Walking with Pauł Sochacki the thin line between humor and politics
Introducing Berlin-based artist Pauł Sochacki approach to art, in preparation for his upcoming solo show at Sfeir Semmler gallery in Hamburg.
First Impressions.
At first sight, the artwork of Berlin-based Pauł Sochacki struck us for its humour. Two of his paintings looked especially zany: Untitled (2018), which is a picture of a boat floating in a foggy gradient, adorned with an unhappy-looking head in the bow, and Fire Department (2018), where a brown centaur also stands forefront of a foggy gradient, bearing a fire in her belly and watering a weed with her tail.
Both technically and thematically, these paintings are odd. The canvas is left in its raw material state, except for the coloured area necessary to create the gradient. The paint strokes range from clear and solid to light and barely shaped into figuration. These formal choices, which are somewhat contradictory, reflect the weirdness of what is painted: figures that are recalling ancient Western mythologies, yet transformed by Pauł Sochacki into a much more surreal version of them.
Discoveries.
After an interesting conversation with the artist, which spanned over a few weeks of more or less paced email exchange, we understood that these paintings can be read in a radically different way than what initially hits the eye. To be clearer, it turns out that their iconography is much more specific and deeper than mere absurdity expressed on canvas, as there exists an entire narrative about the figures and symbols in these pictures, as well as a compelling story about their making and showing.
To begin unravelling the hidden layers of these paintings, it is helpful to quote in full the artist’s tale about the conditions they were exhibited:
The exhibition was spontaneous. My friend from Hamburg came by, we hung out at my studio with some tea and I painted these gradient paintings before driving back to Hamburg. Additionally we took two other paintings. One was installed in a shelter inside the floor and one in a smaller room where we prepared a tea-table.
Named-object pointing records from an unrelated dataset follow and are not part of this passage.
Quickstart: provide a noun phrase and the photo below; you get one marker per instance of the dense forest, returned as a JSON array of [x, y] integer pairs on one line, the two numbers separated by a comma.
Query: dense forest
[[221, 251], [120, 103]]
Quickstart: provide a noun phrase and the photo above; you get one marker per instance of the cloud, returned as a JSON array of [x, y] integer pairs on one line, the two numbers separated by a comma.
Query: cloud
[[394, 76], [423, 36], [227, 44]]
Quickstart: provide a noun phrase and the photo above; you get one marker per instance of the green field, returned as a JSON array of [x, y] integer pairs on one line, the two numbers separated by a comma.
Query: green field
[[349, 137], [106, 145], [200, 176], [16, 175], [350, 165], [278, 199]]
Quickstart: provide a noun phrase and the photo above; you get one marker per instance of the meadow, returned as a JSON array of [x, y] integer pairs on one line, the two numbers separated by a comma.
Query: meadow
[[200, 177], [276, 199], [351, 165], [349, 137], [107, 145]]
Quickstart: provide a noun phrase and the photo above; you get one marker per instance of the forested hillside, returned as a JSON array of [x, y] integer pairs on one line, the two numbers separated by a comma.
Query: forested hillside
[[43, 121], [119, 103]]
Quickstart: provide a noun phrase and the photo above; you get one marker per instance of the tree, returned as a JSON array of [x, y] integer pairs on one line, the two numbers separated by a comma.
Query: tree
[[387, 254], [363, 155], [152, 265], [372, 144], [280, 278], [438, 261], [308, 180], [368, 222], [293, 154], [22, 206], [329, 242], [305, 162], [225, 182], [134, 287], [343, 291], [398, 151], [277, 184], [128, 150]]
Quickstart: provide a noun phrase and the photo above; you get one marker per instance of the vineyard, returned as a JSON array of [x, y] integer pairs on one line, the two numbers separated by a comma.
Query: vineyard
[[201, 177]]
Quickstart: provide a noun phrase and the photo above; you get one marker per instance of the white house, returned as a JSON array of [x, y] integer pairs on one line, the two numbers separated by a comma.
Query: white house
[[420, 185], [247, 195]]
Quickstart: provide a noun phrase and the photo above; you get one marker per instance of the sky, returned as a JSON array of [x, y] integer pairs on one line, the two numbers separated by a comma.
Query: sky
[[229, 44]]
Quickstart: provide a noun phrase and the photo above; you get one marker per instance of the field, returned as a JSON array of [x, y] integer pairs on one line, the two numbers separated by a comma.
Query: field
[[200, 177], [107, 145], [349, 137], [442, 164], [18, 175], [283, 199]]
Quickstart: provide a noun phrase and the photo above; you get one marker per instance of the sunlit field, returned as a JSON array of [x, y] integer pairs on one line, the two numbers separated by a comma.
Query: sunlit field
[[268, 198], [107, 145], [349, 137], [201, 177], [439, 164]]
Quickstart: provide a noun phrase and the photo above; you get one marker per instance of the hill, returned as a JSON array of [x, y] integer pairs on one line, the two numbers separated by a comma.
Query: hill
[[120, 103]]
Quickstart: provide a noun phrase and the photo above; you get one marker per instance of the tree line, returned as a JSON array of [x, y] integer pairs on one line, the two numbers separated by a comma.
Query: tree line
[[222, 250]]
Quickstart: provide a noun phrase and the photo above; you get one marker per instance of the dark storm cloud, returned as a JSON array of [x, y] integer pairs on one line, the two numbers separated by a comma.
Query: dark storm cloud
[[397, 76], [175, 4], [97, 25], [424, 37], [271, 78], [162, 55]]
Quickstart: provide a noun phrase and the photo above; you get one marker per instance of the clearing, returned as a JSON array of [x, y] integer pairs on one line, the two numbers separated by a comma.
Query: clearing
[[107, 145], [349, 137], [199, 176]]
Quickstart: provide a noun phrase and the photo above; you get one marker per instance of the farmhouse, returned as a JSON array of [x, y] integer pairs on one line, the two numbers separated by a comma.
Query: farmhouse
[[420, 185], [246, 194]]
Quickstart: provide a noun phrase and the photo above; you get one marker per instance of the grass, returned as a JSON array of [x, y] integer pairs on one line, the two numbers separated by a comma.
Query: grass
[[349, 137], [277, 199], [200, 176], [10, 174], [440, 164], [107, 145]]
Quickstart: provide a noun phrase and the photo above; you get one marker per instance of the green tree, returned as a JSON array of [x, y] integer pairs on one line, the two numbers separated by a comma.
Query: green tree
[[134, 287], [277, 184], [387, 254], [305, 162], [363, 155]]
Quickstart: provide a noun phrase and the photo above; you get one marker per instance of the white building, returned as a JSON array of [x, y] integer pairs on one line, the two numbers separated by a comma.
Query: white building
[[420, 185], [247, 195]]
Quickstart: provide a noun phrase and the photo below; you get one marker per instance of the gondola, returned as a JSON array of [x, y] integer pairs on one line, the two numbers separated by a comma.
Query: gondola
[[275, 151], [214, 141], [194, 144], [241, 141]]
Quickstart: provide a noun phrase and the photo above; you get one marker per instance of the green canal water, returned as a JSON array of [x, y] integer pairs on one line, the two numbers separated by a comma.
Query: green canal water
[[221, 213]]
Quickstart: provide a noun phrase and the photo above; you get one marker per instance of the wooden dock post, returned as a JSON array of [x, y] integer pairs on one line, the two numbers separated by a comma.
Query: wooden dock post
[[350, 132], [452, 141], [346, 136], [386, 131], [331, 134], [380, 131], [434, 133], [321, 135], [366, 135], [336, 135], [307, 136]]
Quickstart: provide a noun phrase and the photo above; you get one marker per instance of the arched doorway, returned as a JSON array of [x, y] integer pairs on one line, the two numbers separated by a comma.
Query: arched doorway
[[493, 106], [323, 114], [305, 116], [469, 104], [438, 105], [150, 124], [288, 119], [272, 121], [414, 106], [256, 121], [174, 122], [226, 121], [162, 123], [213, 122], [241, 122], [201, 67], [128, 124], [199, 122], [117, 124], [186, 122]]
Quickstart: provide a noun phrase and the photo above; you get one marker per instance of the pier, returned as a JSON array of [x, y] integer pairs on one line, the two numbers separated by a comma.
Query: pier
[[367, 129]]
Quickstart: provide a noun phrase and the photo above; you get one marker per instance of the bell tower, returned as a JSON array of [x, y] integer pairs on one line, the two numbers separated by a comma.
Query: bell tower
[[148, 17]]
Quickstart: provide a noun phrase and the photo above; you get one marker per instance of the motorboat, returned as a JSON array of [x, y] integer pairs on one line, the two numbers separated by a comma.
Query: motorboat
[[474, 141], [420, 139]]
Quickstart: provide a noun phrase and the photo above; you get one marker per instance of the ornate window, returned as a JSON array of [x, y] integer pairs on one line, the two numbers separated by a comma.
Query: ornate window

It was a small and spontaneous project space exhibition that a friend organised. The space was by the edge of the rich-area and was supposed to be demolished soon. The invitation to the show announced that it would be a presentation of a new building and a development project for the district, suggesting that a big fire department would be built and all local homeless would be employed there and offered social-service in that specific district. There was a small architectural model made of organic waste found in front of the gallery and four paintings were on view.
After this first point about what we might call “exhibition opportunity” for the artworks, we then learned further about the content of the pictures themselves:
The paintings in the exhibition were themed around lives in a society on weak ground. The boat picture represents an uprooted social driftwood, taken by a phantom guided by certain dominant winds and flows. Somehow it’s also inspired but old and contemporary slave labour. The other painting with the human-animal figure is titled fire department and it’s symbolic for the work of the imaginary fire-department, an inflamed tear is put on a seed to grow a connection to the next painting in the show: a reversed gradient showing a treetop in the sky and a cat that can’t find the way back down.
Sochacki completed this shift in the perception of the paintings towards more socially oriented meanings by giving us what he considered the key to see them as they were intended: the so-called human scale. This key concept reminded us of the early humanists, looking at art as an important tool to read and tackle social issues. In this regard, Schocki told us that for him art is “a representation of the conditions we are living in, drawing clear maps and figures of these conditions”. And yet, he continued, art as representation of these conditions should allow for an interaction with the viewer that is “more on an abstract and personal level”.
We think this is precisely where absurdism and humour come into play. In other words, the paintings of Pauł Sochacki are about social issues, and were indeed shown in specific social situations (whether fictional or not), yet we thought they spoke the language of humour and absurdity in order to draw near the personal and abstract dimensions that the artist himself sees as necessary conditions for art.
The relationship between humour and politics.
In regard to humour, aesthetician Noel Carroll has provided great insights into the relationship between it and politics. His passages on this topic seem particularly relevant to read the paintings by Pauł Sochacki as double layered pictures. According to Carroll, humour is not only valuable for the immediate pleasure it gives, as it also serves a crucial function at the level of political communities. More precisely, it helps reinforcing certain references shared among members of a community by breaking them through jokes and other humorous actions.
By hinging on the appeal of the pleasurable experience of humour, shared political issues on which humour depends can be expressed, and even tackled. This is precisely what we believe Sochacki’s paintings do, as they are both zany pictures and politically relevant ones in their iconography and contexts. This double movement is precisely the coupling of the social and personal dimensions that should embody.
The artist.
Pauł Sochacki’s artworks have recently been exhibited at the Art Genève booth of Exile Gallery, Vienna, and the Leopold Hoesch Museum in Duren, along with works by Raphaela Vogel. His upcoming show at Galerie Sfeir Semmler, hosted by Neue Kunst association in Hamburg, opens in March. Finally, we want to thank Burt Koller for reading a draft of this writing to Pauł while he was driving in South Africa.